I sweat worse than anyone I know, and many of my friends can attest to this.  It's uncomfortable, embarrassing at times, and sours my mood to rival that of a native New Yorker.  I get it - I choose to live in a city that boasts "seasons," and often time those seasons come with certain elements.  Summer's being humidity, of course. 

(Source)
Growing up in Vegas, we didn't even have "weather" let alone "seasons." So, perhaps I might be able to blame my body's reaction on my upbringing; hell, I blame everything else on it, why not this too. I was reared in dry heat, dry scorching heat (I remember having to wear oven mitts to handle the steering wheel and still have remnants of scarring from a seat belt burn or two). Now, I'm plagued with humidity. 

Humidity is the more uncomfortable than inserting a tampon incorrectly, and both remind you of how torturous movement can be. I can't walk to the subway at 8:00am without breaking into a full sweat, much like the man in this picture. No exaggeration.  My morning shower is immediately null and void as I leave my apartment, and I yearn to arrive at the office, open my top drawer, and re-shower with baby wipes like a prostitute. Not to mention, it's hard to navigate being hit on in the summer.  When a guy tells me I'm hot, I'm not sure if it's a compliment or he wants to offer me a towel. Ugh, I hate summer.
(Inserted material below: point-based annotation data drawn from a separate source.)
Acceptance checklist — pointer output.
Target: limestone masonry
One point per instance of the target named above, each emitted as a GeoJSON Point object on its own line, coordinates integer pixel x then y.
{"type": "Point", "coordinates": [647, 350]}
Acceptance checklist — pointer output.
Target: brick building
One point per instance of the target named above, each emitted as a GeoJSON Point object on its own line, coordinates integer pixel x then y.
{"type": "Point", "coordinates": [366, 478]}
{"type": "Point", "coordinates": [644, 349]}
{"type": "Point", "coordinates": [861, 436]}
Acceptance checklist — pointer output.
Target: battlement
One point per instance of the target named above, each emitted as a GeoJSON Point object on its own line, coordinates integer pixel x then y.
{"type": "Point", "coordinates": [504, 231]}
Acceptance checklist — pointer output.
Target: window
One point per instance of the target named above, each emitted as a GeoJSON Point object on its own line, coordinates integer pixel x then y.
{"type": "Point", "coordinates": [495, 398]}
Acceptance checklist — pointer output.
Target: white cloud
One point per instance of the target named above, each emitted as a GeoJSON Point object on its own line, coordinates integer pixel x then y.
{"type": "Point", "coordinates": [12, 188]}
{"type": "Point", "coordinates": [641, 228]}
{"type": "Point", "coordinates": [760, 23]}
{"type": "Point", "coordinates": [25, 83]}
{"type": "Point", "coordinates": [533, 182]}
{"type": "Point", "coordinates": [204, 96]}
Worse yet, apart from the sweating, summer reminds me that I'm poor.  I really dislike poor people (who doesn't), and having to dislike myself more than usual for an entire season is beyond tiring and surely detrimental to the longevity of my mental stability. My reaction to Hamptons status updates clogging my newsfeed is to immediately turn up the A/C fan speed.  A/C is my Hamptons pool, and Coors Light is my Prosecco. Not only am I a broke version of Hamptons partying alone in my apartment, I'm creating a wider monetary gap between myself and the "summering" assholes with the amount I'm spending on power to keep that A/C going.  It's a lose-lose season for me. 

The only time I have been able to use "summer" as a verb was while vacationing in Nantucket in 2007. If that wasn't a prediction for my future "summering," I don't know what was. I was surrounded by Vineyard Vines and pearls while I searched for beach volleyball tournaments and keg parties (you can take the girl out of Manhattan Beach, CA, but you can't take the alcoholic tendencies out of the girl - I think that's the saying). I could tell my social inappropriateness was never going to mesh with the east coast summer style. Should've weighed that reality a bit more when deciding on my cross-country move. I'll just have to chalk that up as one more bad decision, that, in turn, has created wonderful stories.

In summation, I cannot wait to sit on fall's face and bid summer adieu, Coors Light in hand.